Advanced Athlete Academy · Ages 13–18
The years that decide what your athlete is capable of.
You can see it in yours — the want is there, the body's changing fast, and these are the years it all gets decided. This is where we take serious young athletes and build the engine, the durability and the belief that carries them as far as they're willing to go.
We've walked this. The coaches in this room competed at the top of their sports, and we've stood in the exact spot your athlete is standing in now. The room carries a standard, and that's the point — they rise to it because everyone around them already has.
Two halves of the same athlete
Most gyms train one half. We train both, because the athletes who actually make it need both.
The body. Strength, speed, power, agility, conditioning — programmed to the athlete's training age, their sport, and where they are in their season. It is the opposite of a random workout. Every block has a reason, and every athlete knows what they're building and why.
The human. Identity, belief, and learning to hold themselves when the pressure's on. The teenage years are where an athlete decides who they are. We coach that on purpose — not as a slogan, but in how we talk to them, push them, and pick them back up.
Programmed to your athlete — not a template
A basketballer mid-season and a footballer in pre-season shouldn't be doing the same week, so they don't. We load, time and prioritise the work around the sport and the calendar. That's the difference between training that makes them better at their sport and training that just makes them tired.
Coached by people who've been there
Credentials matter, but currency matters more. The coaches here have competed — and many still do — so the standard in the room isn't theoretical. Meet the coaches →
Built for the long game
When you build really strong foundations and teach the body to move efficiently — within itself, and within what it's actually capable of — you set an athlete up for the long game: a longer career, a far better chance of staying injury-free, and the headroom to keep optimising their performance instead of forever patching problems. That's what these years are really for.
"After two solid years coming two to three times a week, I feel quicker, stronger and more agile than I ever thought I could be. They know what it's like to compete at the highest level of professional sport, and they made sure my body was ready to go head-first into that environment.
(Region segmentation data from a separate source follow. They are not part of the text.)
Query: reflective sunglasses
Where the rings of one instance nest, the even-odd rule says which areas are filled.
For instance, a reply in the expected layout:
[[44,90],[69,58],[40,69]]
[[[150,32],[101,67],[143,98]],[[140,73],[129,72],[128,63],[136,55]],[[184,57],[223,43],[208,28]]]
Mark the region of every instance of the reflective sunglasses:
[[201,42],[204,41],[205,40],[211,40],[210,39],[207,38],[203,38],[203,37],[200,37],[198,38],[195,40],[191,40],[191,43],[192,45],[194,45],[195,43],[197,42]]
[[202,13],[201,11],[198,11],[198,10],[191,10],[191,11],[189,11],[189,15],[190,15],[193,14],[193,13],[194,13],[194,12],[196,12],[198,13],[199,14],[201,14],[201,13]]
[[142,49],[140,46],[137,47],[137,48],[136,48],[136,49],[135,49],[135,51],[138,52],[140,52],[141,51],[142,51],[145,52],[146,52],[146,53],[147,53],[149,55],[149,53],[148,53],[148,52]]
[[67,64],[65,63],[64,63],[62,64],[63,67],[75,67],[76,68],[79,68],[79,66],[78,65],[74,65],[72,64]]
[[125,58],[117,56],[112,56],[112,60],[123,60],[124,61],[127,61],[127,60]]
I got through my first AFL pre-season with no injuries, where other first-years' bodies couldn't handle the workload."
See where athletes have gone →
Ages: 13–18
Train: Mon–Fri 4:30pm · Wed 5:30pm · Thu 7am · Sat 9am
Where: 32 Magill Road, Norwood SA 5067
Questions parents ask us
What does strength and conditioning for a teenage athlete involve?
Two halves that work together. The physical: strength, speed, power, agility and conditioning, programmed to the athlete's training age, their sport and where they are in their season — not a random workout. And the human: identity, belief, and learning to hold themselves under pressure. We coach both because the athletes who go the distance need both.
Is the program tailored to my child's sport?
Yes. The qualities every athlete needs are built in common, but how we load, time and prioritise them is shaped by the sport and the time of year — a basketballer mid-season and a footballer in pre-season aren't doing the same week. We program for the athlete in front of us, not a template.
What age can my athlete start the Advanced Academy?
From around 13–14, once they've got the movement foundations to train with real intent. Younger athletes start in our Foundations Academy (8–13) and step up when they're ready — not before. If you're not sure which fits, tell us about your athlete and we'll point you straight.
How often should a teenage athlete train strength and conditioning?
For most serious young athletes, two to three focused sessions a week alongside their sport is the sweet spot — enough to drive real adaptation without cutting into recovery or skill work. We help you fit it around club and school load rather than on top of it.
Can it fit around club and school training loads?
That's the whole point. We coach athletes who already train hard for their teams. We sequence our work around their week so they arrive at games fresher and more durable, not more cooked. Multiple session times across the week make it workable.